I'm missing some timepoints and subject.var values when visualizing taxa changes across timepoints. My timepoints are 0, 1, 2, 3, 5, 6, 7, 8, 10, 12, 18, 24 (not all present in each sample). Suggestions?

Solution:

Try pairing mStat_subset_data with generate_taxa_areaplot_long in a loop to generate plots for each subject:

data(subset_T2D.obj)
unique.subject.id <- subset_T2D.obj$meta.dat$subject_id

plot.list <- lapply(unique.subject.id, function(subject.id){
  sample.ids <- rownames(subset_T2D.obj$meta.dat[subset_T2D.obj$meta.dat$subject_id == subject.id, ])
  sub_subset_T2D.obj <- mStat_subset_data(subset_T2D.obj, sample.ids)
  
  generate_taxa_areaplot_long(sub_subset_T2D.obj,
                              subject.var = "subject_id",
                              time.var = "visit_number_num", 
                              feature.level = c("Genus"),
                              feature.dat.type = "count",
                              file.ann = subject.id)
})

Modify group.var as needed to group data by specific variables.

Reason for feature.mt.method option in generate_taxa_volcano_single()

The linda() function already accounts for FDR, but generate_taxa_volcano_single() has a feature.mt.method option to use "none" or "fdr". Why add another FDR layer?

Solution:

FDR adjustment is crucial for high-dimensional data to control multiple testing issues, which linda() inherently does.
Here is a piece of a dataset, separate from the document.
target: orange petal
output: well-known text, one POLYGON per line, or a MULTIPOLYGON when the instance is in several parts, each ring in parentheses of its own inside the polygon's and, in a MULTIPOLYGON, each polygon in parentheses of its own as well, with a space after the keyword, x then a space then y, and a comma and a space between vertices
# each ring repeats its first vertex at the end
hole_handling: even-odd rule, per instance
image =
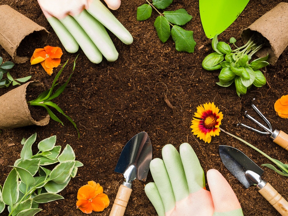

The feature.mt.method parameter allows users to choose between adjusted p-values (via FDR) or raw p-values for visualization in the volcano plot. Using raw p-values is for aesthetic reasons to improve plot clarity and interpretability.

While FDR adjustment is integral to MicrobiomeStat's statistical procedures, feature.mt.method offers flexibility in visualization without compromising statistical rigor.

Issue with Corrupted Lazy-Load Database for MicrobiomeStat Package

Problem: When running functions from the MicrobiomeStat package, the following error is encountered:

Warning: restarting interrupted promise evaluation 
Warning: internal error -3 in R_decompress1
Error in FUN(X[[i]], ...) : The lazy-load database '/R/x86_64-pc-linux-gnu-library/4.2/MicrobiomeStat/R/MicrobiomeStat.rdb' is corrupted.

Solution:

1. Restart the R session: This often resolves issues related to the lazy-load database.

2. Reinstall the MicrobiomeStat package: If restarting the R session does not work, try reinstalling the package using:

devtools::install_github("cafferychen777/MicrobiomeStat")

If these steps do not resolve the issue, please provide more detailed information for further troubleshooting.

Windows Installation Error: "System command 'Rcmd.exe' failed"

Problem: Users encountering "System command 'Rcmd.exe' failed" error or issues with file path lengths during Windows installation.

Solution:

Several approaches can resolve this issue:

1. Using pak Package (Recommended):

if (!requireNamespace("pak", quietly = TRUE)) {
  install.packages("pak")
}
pak::pkg_install("cafferychen777/MicrobiomeStat", dependencies = TRUE)

1. Using Shorter Temporary Directory Path:

# Set temporary directory to a shorter path
dir.create("C:/Rtemp", showWarnings = FALSE)
Sys.setenv(TMPDIR = "C:/Rtemp")

# Install the package
devtools::install_github("cafferychen777/MicrobiomeStat", build_vignettes = FALSE)

1. Modify Windows Path Length Limit:

   • Open PowerShell as Administrator

   • Run: Set-ItemProperty -Path "HKLM:\SYSTEM\CurrentControlSet\Control\FileSystem" -Name "LongPathsEnabled" -Value 1

   • Restart computer

If issues persist, check:

# Check temporary directory
Sys.getenv("TMPDIR")

# Check working directory
getwd()

Ensure latest Rtools is installed and try running R/RStudio as administrator.